El fútbol es muchas cosas; antes que nada, un juego. Dispone, por lo tanto, de la relativa universalidad propia de todo juego (se juega al ajedrez o a la bolita en el mundo entero), y también de esa no universalidad que lo acompaña indivisiblemente y que se expresa en la pregunta que se hacen los chiquilines en la calle: “¿querés jugar?”. El famoso abstencionismo, tan practicado por “los maestros ingleses” durante la primera mitad del siglo XX, significaba simplemente que respondían a esa pregunta “no, no queremos”. De esta manera, se colocaban “fuera del juego”, fuera del mundo del juego, pero libremente, porque elegir entre jugar o no es libertad.

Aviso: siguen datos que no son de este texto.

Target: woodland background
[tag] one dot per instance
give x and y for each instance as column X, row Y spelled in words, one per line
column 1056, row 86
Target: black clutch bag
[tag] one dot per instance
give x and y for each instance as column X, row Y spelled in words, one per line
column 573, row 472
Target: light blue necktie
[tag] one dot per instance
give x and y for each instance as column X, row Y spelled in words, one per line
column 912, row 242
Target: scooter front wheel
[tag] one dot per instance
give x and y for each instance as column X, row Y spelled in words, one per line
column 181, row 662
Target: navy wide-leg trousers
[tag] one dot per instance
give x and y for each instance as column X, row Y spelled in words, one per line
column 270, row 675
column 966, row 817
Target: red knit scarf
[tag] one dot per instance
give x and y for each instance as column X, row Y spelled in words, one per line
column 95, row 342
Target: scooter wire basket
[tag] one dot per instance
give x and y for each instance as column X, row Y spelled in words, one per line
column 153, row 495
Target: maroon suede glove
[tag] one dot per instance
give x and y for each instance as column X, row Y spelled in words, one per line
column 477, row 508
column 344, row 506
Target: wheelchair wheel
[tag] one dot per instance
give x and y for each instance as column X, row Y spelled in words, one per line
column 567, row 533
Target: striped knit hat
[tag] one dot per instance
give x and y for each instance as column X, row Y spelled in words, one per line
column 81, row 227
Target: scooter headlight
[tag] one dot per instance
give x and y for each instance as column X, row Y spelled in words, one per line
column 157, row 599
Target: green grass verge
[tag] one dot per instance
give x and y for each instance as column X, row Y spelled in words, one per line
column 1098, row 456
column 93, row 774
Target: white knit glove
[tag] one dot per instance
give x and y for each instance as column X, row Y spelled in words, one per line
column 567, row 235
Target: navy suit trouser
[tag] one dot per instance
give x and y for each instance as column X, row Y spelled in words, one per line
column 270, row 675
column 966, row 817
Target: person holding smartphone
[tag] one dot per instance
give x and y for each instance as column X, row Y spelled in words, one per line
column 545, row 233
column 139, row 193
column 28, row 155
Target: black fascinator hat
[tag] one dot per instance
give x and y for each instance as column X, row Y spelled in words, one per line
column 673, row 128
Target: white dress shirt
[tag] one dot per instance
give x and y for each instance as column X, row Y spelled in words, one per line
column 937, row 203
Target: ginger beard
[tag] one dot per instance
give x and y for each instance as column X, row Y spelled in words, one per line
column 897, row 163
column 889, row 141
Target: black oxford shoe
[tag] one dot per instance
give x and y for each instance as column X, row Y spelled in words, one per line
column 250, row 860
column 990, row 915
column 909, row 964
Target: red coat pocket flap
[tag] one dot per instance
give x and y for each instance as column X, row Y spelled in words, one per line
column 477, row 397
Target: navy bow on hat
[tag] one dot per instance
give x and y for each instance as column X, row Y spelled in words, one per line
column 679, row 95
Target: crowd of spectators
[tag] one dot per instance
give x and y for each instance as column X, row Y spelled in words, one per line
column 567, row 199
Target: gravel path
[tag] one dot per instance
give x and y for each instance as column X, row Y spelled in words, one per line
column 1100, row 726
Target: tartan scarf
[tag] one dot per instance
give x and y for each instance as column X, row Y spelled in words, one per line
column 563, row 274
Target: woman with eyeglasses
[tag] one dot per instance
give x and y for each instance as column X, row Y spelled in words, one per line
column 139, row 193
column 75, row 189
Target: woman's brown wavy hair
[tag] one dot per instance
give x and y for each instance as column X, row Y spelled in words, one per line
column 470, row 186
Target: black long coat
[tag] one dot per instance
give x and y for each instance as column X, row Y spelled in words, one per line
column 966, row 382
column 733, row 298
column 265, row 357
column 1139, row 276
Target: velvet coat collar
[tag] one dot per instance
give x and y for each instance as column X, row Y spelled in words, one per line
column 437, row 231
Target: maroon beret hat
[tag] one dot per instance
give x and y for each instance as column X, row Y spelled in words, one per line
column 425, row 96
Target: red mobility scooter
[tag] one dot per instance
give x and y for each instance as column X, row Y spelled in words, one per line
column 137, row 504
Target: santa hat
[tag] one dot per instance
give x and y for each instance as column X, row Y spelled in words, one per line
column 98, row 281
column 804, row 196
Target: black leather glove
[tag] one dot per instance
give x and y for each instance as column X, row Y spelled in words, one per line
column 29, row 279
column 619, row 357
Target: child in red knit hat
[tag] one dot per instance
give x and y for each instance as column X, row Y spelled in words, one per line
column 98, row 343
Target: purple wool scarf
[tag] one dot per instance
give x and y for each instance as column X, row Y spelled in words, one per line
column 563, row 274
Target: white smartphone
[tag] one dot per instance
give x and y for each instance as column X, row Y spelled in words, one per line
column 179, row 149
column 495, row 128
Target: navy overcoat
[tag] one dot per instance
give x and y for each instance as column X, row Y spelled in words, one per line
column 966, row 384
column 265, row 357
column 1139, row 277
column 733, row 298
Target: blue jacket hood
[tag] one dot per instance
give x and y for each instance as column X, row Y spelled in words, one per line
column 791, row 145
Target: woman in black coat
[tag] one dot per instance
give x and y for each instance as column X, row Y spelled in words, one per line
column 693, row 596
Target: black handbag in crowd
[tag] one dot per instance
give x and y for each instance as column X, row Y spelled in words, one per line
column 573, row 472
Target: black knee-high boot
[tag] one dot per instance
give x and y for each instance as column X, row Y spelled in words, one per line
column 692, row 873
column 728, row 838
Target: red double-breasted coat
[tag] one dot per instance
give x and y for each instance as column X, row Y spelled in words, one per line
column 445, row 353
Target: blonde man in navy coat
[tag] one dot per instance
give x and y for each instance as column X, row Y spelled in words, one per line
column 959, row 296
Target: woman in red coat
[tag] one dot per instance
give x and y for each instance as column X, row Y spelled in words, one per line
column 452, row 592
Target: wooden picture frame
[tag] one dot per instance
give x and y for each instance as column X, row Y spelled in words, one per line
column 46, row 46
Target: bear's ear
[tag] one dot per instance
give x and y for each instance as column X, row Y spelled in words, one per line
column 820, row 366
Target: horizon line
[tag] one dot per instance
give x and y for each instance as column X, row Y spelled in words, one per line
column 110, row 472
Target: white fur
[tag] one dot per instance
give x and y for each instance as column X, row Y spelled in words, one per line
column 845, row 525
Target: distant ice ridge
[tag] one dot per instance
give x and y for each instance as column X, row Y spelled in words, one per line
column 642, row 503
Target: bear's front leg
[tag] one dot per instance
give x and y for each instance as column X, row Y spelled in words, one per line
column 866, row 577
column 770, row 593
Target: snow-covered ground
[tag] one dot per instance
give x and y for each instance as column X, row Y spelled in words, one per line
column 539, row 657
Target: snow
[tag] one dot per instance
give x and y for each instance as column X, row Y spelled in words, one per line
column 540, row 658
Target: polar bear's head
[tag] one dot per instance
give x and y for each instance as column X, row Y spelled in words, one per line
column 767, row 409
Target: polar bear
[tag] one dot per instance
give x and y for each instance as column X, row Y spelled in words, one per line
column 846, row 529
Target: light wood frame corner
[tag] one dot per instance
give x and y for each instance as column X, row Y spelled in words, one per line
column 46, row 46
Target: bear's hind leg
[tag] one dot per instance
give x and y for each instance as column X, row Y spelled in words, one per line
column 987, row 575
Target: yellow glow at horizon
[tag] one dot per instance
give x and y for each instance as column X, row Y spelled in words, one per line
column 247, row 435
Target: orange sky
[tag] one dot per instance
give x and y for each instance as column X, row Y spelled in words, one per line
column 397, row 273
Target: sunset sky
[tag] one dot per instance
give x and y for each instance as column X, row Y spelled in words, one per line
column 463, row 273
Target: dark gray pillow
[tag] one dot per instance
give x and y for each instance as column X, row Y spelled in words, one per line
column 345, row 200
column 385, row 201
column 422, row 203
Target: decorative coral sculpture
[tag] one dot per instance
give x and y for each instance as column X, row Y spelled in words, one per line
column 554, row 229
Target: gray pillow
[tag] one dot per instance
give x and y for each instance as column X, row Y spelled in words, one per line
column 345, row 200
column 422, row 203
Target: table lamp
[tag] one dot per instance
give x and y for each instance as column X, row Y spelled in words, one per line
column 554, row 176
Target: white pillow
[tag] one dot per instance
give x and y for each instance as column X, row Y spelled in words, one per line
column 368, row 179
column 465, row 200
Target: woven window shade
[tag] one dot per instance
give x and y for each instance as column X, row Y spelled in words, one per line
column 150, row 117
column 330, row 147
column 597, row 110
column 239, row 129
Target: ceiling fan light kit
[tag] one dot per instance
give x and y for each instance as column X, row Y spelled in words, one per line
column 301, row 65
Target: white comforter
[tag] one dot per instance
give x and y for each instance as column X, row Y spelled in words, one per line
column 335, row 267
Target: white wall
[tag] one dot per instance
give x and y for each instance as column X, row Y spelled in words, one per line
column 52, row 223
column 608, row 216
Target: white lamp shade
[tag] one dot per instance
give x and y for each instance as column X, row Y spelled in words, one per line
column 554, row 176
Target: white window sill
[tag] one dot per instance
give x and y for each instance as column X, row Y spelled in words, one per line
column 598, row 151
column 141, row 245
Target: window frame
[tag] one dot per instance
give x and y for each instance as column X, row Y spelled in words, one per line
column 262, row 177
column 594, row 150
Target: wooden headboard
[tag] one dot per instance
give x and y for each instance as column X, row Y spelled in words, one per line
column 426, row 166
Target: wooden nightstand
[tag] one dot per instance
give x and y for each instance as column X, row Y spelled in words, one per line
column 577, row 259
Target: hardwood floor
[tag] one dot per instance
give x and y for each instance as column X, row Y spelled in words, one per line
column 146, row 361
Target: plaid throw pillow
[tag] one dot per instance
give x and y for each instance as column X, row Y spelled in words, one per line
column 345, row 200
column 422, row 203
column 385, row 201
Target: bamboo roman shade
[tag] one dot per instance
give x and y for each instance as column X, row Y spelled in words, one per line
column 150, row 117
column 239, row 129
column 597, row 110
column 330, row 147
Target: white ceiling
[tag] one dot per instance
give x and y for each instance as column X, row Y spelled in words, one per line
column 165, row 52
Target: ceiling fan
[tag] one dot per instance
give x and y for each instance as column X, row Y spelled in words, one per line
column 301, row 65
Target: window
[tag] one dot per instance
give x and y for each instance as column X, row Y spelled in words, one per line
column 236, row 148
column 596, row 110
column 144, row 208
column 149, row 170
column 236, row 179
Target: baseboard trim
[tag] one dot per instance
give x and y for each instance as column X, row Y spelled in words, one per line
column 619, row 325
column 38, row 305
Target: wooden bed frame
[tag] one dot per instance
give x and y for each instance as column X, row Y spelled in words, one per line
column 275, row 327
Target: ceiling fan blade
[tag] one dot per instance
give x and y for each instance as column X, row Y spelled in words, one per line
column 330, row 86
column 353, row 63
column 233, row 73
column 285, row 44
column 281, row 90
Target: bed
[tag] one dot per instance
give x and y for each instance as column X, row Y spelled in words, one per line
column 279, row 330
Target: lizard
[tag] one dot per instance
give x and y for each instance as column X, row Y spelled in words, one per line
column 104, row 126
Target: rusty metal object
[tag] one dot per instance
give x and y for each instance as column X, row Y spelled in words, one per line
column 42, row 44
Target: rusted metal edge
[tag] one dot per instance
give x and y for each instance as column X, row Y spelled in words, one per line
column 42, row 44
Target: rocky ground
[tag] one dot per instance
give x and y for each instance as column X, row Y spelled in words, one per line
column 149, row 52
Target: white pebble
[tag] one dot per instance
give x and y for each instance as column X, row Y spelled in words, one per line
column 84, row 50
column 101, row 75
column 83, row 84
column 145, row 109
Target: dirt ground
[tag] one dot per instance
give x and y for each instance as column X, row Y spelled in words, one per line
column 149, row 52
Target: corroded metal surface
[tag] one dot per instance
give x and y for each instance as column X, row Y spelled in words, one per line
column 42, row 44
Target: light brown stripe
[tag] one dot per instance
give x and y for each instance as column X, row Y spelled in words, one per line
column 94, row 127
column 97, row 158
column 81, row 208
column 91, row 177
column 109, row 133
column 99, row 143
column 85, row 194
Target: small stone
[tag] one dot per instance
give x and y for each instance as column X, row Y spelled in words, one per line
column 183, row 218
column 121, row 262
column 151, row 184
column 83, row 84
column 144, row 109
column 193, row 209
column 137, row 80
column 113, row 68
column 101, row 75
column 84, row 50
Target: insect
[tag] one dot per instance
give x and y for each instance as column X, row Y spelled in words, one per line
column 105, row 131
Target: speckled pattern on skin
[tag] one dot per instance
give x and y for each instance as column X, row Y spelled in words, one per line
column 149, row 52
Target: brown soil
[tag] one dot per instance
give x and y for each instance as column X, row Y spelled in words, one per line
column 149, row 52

China, posible candidato a organizar el Mundial de 2030, no será nunca, o por lo menos no en mucho tiempo, un país de fútbol. Ni la plata ni el Partido pueden dictar la cultura futbolística. Existe un vínculo positivo entre la adquisición de una cultura de fútbol y la libertad, como existe un vínculo positivo entre el desarrollo de una cultura musical, pictórica, literaria, y la libertad. Un territorio en el cual se prepara la instauración de un carné por puntos para distinguir entre buenos y malos ciudadanos, y restarles a estos últimos, en proporción y definitivamente, derechos y posibilidades de vivir, no está en condiciones de jugar al fútbol a un nivel artístico, es decir, a un nivel mundial.

El concepto de “fútbol-arte” apareció en 1924, cuando, sorprendiendo a los especialistas europeos, cuyo modelo seguía siendo el juego dogmático y físico de los profesionales ingleses, llegó a Colombes el espectáculo fino y flexible de los “artistas de Montevideo”. Interesa este punto porque en Francia se descubrió entonces un nuevo arquetipo, y porque intelectuales, técnicos y futbolistas del país que había creado los juegos olímpicos, la FIFA y la Copa del Mundo se esforzaron en generar “una cultura futbolística” a imagen de lo que estaban viendo.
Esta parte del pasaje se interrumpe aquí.